Companies can also apply to the CER to have their data withheld on the grounds that publication could reveal a “matter of commercial value that would be destroyed or diminished”.

The documents showed CDC’s application related to a corporate initiative at least partially connected with its work with “national security and other critical [federal] government departments that store sensitive and classified information”.

“CDC provides specialist data centre services to government and national security customers with high information classification and security requirements and is subject to specific requirements regarding the handling and disclosure of customer data,” it said.

A CER spokesperson told InnovationAus.com on Thursday that CDC's application to have Scope 2 emissions and energy data withheld was rejected as it was “not satisfied” the company had met subsection 25(3) of the NGER Act.

According to subsection 25(3), the regulator is required to be satisfied that disclosure would “reveal, or would be capable of revealing” trade secrets or “any other matter having a commercial value that would be, or could reasonably be expected to be, destroyed or diminished if the information were disclosed”.

A CDC said it is “dedicated to keeping our clients' data safe and secure -- and we will continue to take all steps possible to protect the confidentiality of their interests”.

“CDC engaged with the CER about possible unintended consequences resulting from the publication of NGER data.

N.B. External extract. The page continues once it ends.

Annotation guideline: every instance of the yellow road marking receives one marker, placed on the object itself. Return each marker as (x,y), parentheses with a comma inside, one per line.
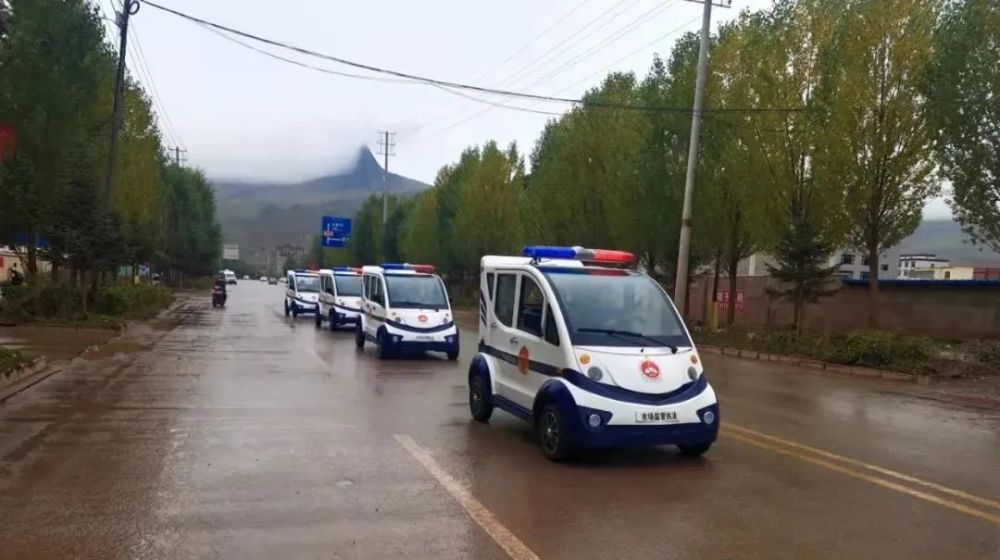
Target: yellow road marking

We appreciate CER’s collaboration during this process,” a spokesperson said.

“CDC has proactively supported efforts to improve climate change action through greater disclosure and transparency. This includes further work with our stakeholders and the submission for publication of the NGER reporting information for FY22.”

“CDC plans to continue submitting for publication the NGER reporting information and advocate for reporting methods to evolve to reflect international emissions boundary and accounting standards.”

In March, with its application for the 2020-21 financial year still pending, CDC requested that more recent emissions data for 2021-22 be published. Data for successive reporting years is “generally withheld” if an application is pending, according to the CER.

The data revealed CDC’s emissions were 187,568 tonnes in the 2021-22 financial year – almost all of which were in the form of indirect Scope 2 emissions (187,397 tonnes) – while its energy consumption was 856,414 Gigajoules.

All other data centres to emit at least 50 tonnes of greenhouse gases -- the threshold for reporting -- reported their emissions data in full in both 2020-21 and 2021-22, including Equinix, NEXTDC, AirTrunk, Amazon, Global Switch and Fujitsu.

In 2021-22, NEXTDC overtook Equinix as the biggest emitter of the data centre providers, producing 351,338 tonnes of emissions (1289 tonnes of Scope 1 and 350,049 tonnes of Scope 2) in 2021-22.

Equinix emitted 309,926 tonnes (826 tonnes of Scope 1 and 309,100 of Scope 2) in 2021-22.

Amazon Corporate Services – the only other data centre provider to have unsuccessfully attempted to withhold emission – produced 261,209 tonnes (626 tonnes of Scope 1 and 260,583 tonnes of Scope 2) of emissions last year.

Updated at 10:15am to include CDC Data Centres' statement.